Diavik’s mine life extends to 2023, and A-21 has the potential to supplement the later years of production, which is currently fully underground.

In the meantime, Dominion’s financial position is strong. As of Jan. 31, the company recorded cash and equivalents of US$224.8 million, plus restricted cash of US$113.6 million and debt of only US$4 million.

For its fiscal 2014 (ended Jan. 31), Dominion recorded a profit of US$471.2 million or US$5.64 per share. However, that included a US$502.9-million gain from the sale of Harry Winston.

The company saw a consolidated net loss from continuing operations of US$23 million or US27¢ a share, compared with a US$22.3-million profit (US27¢ a share) a year earlier.

In fiscal 2014, Dominion sold 3 million carats of Diavik diamonds for $352.3 million at cash costs of production of $162.6 million. The average price per carat was US$118.

Diavik is expected to produce 6.1 million carats from 1.9 million tonnes (on a 100% basis) this year.

At Ekati, which is expected to produce 1 million carats from 2.7 million tonnes (on a 100% basis) this year, diamond values were higher, but production and grades lower.

For the period from April 10, 2013, when it took over operations, to the end of its fiscal year, Dominion sold 1.3 million carats of Ekati diamonds for US$399.6 million or US$301 per carat.

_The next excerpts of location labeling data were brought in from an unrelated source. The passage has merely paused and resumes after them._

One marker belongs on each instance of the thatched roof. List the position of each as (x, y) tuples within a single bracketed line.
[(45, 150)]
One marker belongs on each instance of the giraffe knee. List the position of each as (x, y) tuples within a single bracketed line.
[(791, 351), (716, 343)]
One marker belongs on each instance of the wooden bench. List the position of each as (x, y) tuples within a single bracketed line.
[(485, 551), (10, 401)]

It incurred cash costs of production of US$303.9 million (better than the forecast at US$320 million). The mine produced 1.65 million carats from 3.4 million tonnes during this period.

Looking ahead

Aside from its exploration program at Jay, Dominion is looking farther into its future with early stage exploration at the Lac de Gras project just southwest of the Diavik property.

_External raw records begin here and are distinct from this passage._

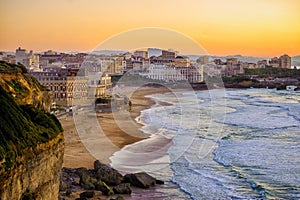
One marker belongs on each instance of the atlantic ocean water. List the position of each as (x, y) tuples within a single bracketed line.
[(233, 144)]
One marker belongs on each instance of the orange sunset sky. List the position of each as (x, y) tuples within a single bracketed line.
[(223, 27)]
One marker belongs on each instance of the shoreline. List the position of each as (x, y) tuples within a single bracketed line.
[(76, 154)]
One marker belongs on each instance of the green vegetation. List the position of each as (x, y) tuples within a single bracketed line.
[(23, 127), (10, 68), (274, 72)]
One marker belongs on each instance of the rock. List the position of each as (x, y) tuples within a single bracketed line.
[(107, 174), (123, 188), (86, 181), (118, 198), (104, 188), (68, 192), (62, 186), (141, 179), (97, 165), (160, 182), (87, 195)]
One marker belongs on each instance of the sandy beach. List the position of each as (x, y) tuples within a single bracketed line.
[(77, 155)]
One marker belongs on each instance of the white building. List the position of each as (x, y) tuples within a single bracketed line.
[(172, 73), (30, 60)]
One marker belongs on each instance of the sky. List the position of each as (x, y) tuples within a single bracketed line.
[(265, 28)]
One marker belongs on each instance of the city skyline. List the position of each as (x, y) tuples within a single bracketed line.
[(267, 29)]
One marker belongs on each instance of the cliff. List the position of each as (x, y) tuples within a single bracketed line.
[(25, 89), (31, 139)]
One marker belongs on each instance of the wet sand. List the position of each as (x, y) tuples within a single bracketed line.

The company is earning a 55% interest in the project from North Arrow Minerals (TSXV: NAR).

“The reason we acquired this land is that it sits on the extension of a regional trend line that hosts many of the other big and important pipes,” Gannicott says. “It’s the trend line that has the Jay pipe on it, the Misery pipe, 154-South, 154-North, 418, and A-21 and if you continue that line onto the south shore of Lac de Gras, that’s where we acquired the land position.”

Last year’s sampling program, whereby the company collected samples from bedrock by drilling short holes, identified some indicator mineral anomalies where Dominion thought they should exist on the trend line.

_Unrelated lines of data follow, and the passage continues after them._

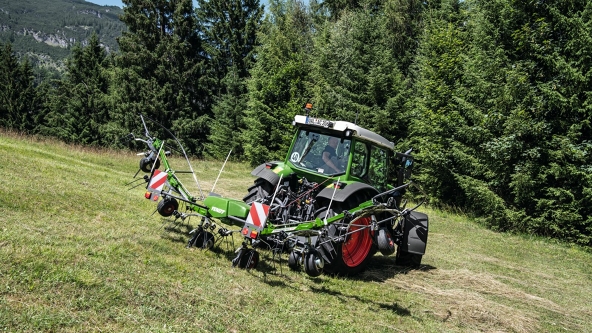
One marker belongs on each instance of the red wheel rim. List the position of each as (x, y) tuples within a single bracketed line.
[(358, 244)]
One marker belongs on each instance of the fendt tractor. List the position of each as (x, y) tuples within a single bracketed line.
[(329, 206)]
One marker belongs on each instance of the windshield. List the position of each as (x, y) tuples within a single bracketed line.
[(320, 153)]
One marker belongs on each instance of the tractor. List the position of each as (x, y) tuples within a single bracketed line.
[(330, 205)]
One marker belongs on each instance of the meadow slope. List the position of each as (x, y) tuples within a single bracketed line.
[(81, 252)]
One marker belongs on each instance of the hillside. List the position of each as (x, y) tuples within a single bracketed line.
[(45, 30), (81, 252)]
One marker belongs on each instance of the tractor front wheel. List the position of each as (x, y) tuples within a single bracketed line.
[(353, 247), (259, 190)]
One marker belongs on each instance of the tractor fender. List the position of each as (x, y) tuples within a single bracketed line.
[(346, 192), (415, 233), (263, 172)]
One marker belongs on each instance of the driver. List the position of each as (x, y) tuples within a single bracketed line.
[(329, 152)]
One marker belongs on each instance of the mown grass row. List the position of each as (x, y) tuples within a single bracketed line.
[(81, 252)]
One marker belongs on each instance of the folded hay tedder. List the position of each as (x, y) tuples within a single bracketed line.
[(328, 206)]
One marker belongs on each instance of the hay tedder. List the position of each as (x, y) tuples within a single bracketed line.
[(328, 206)]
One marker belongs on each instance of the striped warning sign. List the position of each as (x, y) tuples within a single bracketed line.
[(258, 215), (256, 220), (157, 181)]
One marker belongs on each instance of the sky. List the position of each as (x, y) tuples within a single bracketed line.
[(119, 3)]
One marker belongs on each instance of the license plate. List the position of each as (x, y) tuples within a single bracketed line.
[(319, 122)]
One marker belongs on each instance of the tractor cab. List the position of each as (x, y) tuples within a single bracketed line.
[(339, 149)]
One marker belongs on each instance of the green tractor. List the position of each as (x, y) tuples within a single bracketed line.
[(335, 201), (348, 166)]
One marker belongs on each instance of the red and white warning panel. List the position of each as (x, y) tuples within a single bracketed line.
[(256, 220), (156, 184)]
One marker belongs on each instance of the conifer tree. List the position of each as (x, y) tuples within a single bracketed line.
[(18, 96), (79, 106), (277, 89), (160, 70), (229, 30)]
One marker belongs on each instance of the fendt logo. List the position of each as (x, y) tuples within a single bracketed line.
[(218, 210)]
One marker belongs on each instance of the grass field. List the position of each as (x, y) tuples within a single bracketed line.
[(79, 252)]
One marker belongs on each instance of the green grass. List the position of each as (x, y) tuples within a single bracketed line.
[(79, 252)]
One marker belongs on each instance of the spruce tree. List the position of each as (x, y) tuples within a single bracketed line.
[(279, 84), (229, 31), (18, 96), (160, 71), (79, 106)]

More sampling is planned in this year’s follow-up program, with specific targets likely to see drilling next year.

And Dominion is also looking to get back some of the diamond pricing intelligence it lost when it sold Harry Winston last year through the revitalization of the CanadaMark brand it acquired from BHP Billiton along with Ekati.

“BHP actually put quite a bit of effort into producing this concept and registering it as a trademark and so on and had even done some work on a type of website platform for it,” Gannicott says.

CanadaMark certifies that a particular diamond (trackable with an inscribed serial number) was mined in Canada, and is natural and untreated.

“We want to turn it into a platform where people who have purchased Canadian rough diamonds from us and polished them, can put them back to sale on a B2B basis,” Gannicott says.

Dominion envisions a platform whereby polishers who buy from the company can in turn sell the polished diamonds in a way that continues their chain of custody and assures jewellers or jewelry manufacturers they may sell to that the diamonds are natural and Canadian.

The benefit to Dominion customers is that if there is a premium that can be achieved for the Canadian origin, this is a way that they can have it without added costs.

For the person buying the polished diamond, they get the assurance that they’re buying a Canadian diamond, which they can pass on to the retail customer. And for Dominion, Gannicott says it not only makes it more attractive to its customer base, but it also gives it a window on the actual pricing at which polished diamonds are trading hands — the kind of information the company had when it owned Harry Winston and a buyer of polished diamonds.